# ![image.png](attachment:6419f08b-b1f0-4dfc-ab60-a5579b21330d.png) Welcome to the Sweden challenge ![image.png](attachment:400baadc-2d38-42e0-a547-1ccfc0246459.png)

In this challenge we will try to save Swedens economy by analyzing and improving LUND's pricing model.  
To do that, let's start by taking a look at the dataset.

In [None]:
!pip -q install "numpy==1.26.4" "tensorflow==2.17.0"

In [None]:
import pandas as pd

df = pd.read_csv("data/clean_LUND_dataset.csv")
df.head()

### These are the features we have available in the dataset
**name** - (String) The name of the furniture.  
**category** - (String) What type of furniture it is. This will be converted to multiple columns with 1 or 0 if it's that category or not (to make it easy for the AI to read).  
**price** - (Float) The current price of the product.  
**old_price** - (Float) A previous price of the product, same as the current price in many cases.  
**sellable_online** - (Bool) If the item is sellable online, this will be True.  
**other_colors** - (Bool) If the item has other color variants, this will be True.  
**width** - (Float) The width of the item, if applicable.  
**depth** - (Float) The depth of the item, if applicable.  
**height** - (Float) The height of the item, if applicable.  
**discounted** - (Int) Takes 1 if the item is discounted, 0 otherwise.  
**width_d** - (Int) Takes 1 if it had a weight or 0 if it was NaN and was assigned a value through interpolation.  
**height_d** -  (Int) Takes 1 if it had a height or 0 if it was NaN and was assigned a value through interpolation.  
**depth_d** -  (Int) Takes 1 if it had a depth or 0 if it was NaN and was assigned a value through interpolation.  
**discount_amount** - (Float) How much to discount the item with.  
**size** - (Float) The total size of the item, 1 in case none of the shapes were given.  

We see a good mount of features (columns) in the dataset with varying values.  
The first thing we need to do is to select which of these features will be used to train our model.  

## Time to pick your features!
Choose the features you want to include in your training.  
We need to choose input features as well as an output feature (we can't use Category as output).  

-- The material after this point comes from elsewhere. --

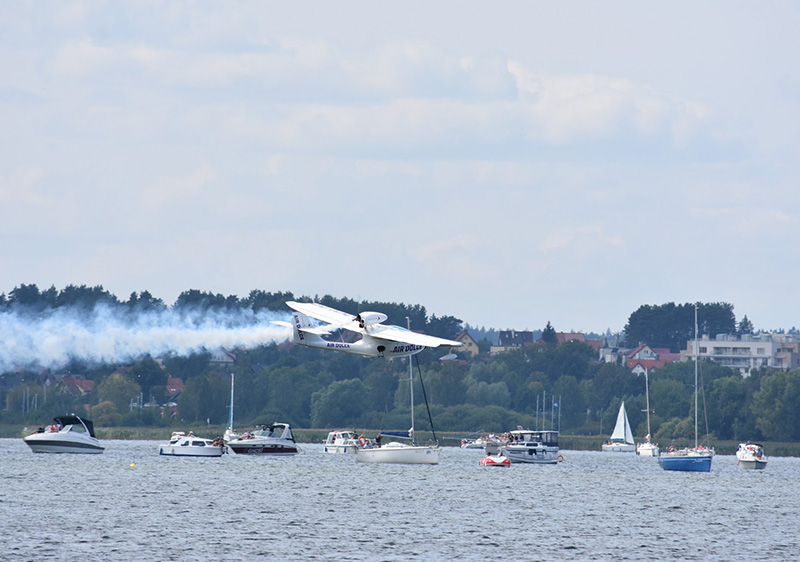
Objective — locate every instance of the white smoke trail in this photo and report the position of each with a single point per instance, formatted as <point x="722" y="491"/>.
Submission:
<point x="111" y="335"/>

Don't forget to set your model name to something interesting!

In [2]:
MODEL_NAME = "new_model"

# 👇 Edit these values
INPUT_FEATURES = [
    "category",
    "sellable_online",
    "other_colors",
    "width",
    "height",
    "depth",
    "width_d",
    "height_d",
    "depth_d",
    "discounted",
    "discount_amount",
    "size"
]
PREDICT_TARGET = "price"

The last thing we need to do is select how our training/testing data split is going to look like.

In [3]:
def split_function(df):
    from sklearn.model_selection import train_test_split
    return train_test_split(df.drop(PREDICT_TARGET, axis=1), df[PREDICT_TARGET], shuffle=True, test_size=0.3, random_state=42) # 👈 You can also try edting this

## Let's train our model!
Since this challenge is about looking at features and data, we don't worry about how exactly the model looks like, so we will just run a train_model function and be happy 🤷‍♀️

In [None]:
from support_functions.model_training import train_model
test = train_model(df, INPUT_FEATURES, PREDICT_TARGET, split_function, MODEL_NAME)

Great!  
We now have a model and some artifacts. They are saved in the folder with the same name as you gave variable **MODEL_NAME** if you want to take a look.

# Evaluation

Now let's do the fun part and *Evaluate* the model.  
We will do a few evaluations. The first one will show us these interesting things:
- #### **The Mean Square Error** - this is how far away we are from the correct value on average.
  - This should be **below 100**.
- #### **The worst prediction** - this will tell us what our worst prediction was and how far away it was.
  - This should be **below 5000** (although if it prices the item high rather than low, the management won't complain).
- #### **A list of all prices below 0** - we probably want as few in this list as possible, as giving furniture away for less than free is rarely a substainable business model.
  - There should be **0 negatively priced items**.

### MSE

In [None]:
from support_functions.evaluate_model import model_evaluation
worst_df, below_zero_df = model_evaluation(MODEL_NAME, PREDICT_TARGET)

### Worst prediction

In [None]:
worst_df

### Negative prices

In [None]:
print(f"Number of negative prices: {len(below_zero_df)}")
below_zero_df.head()

I think this video from our competitor IKEA describes well the result we just saw:

In [None]:
from IPython.display import YouTubeVideo

YouTubeVideo('NlWCLw75XnE', width=800, height=300)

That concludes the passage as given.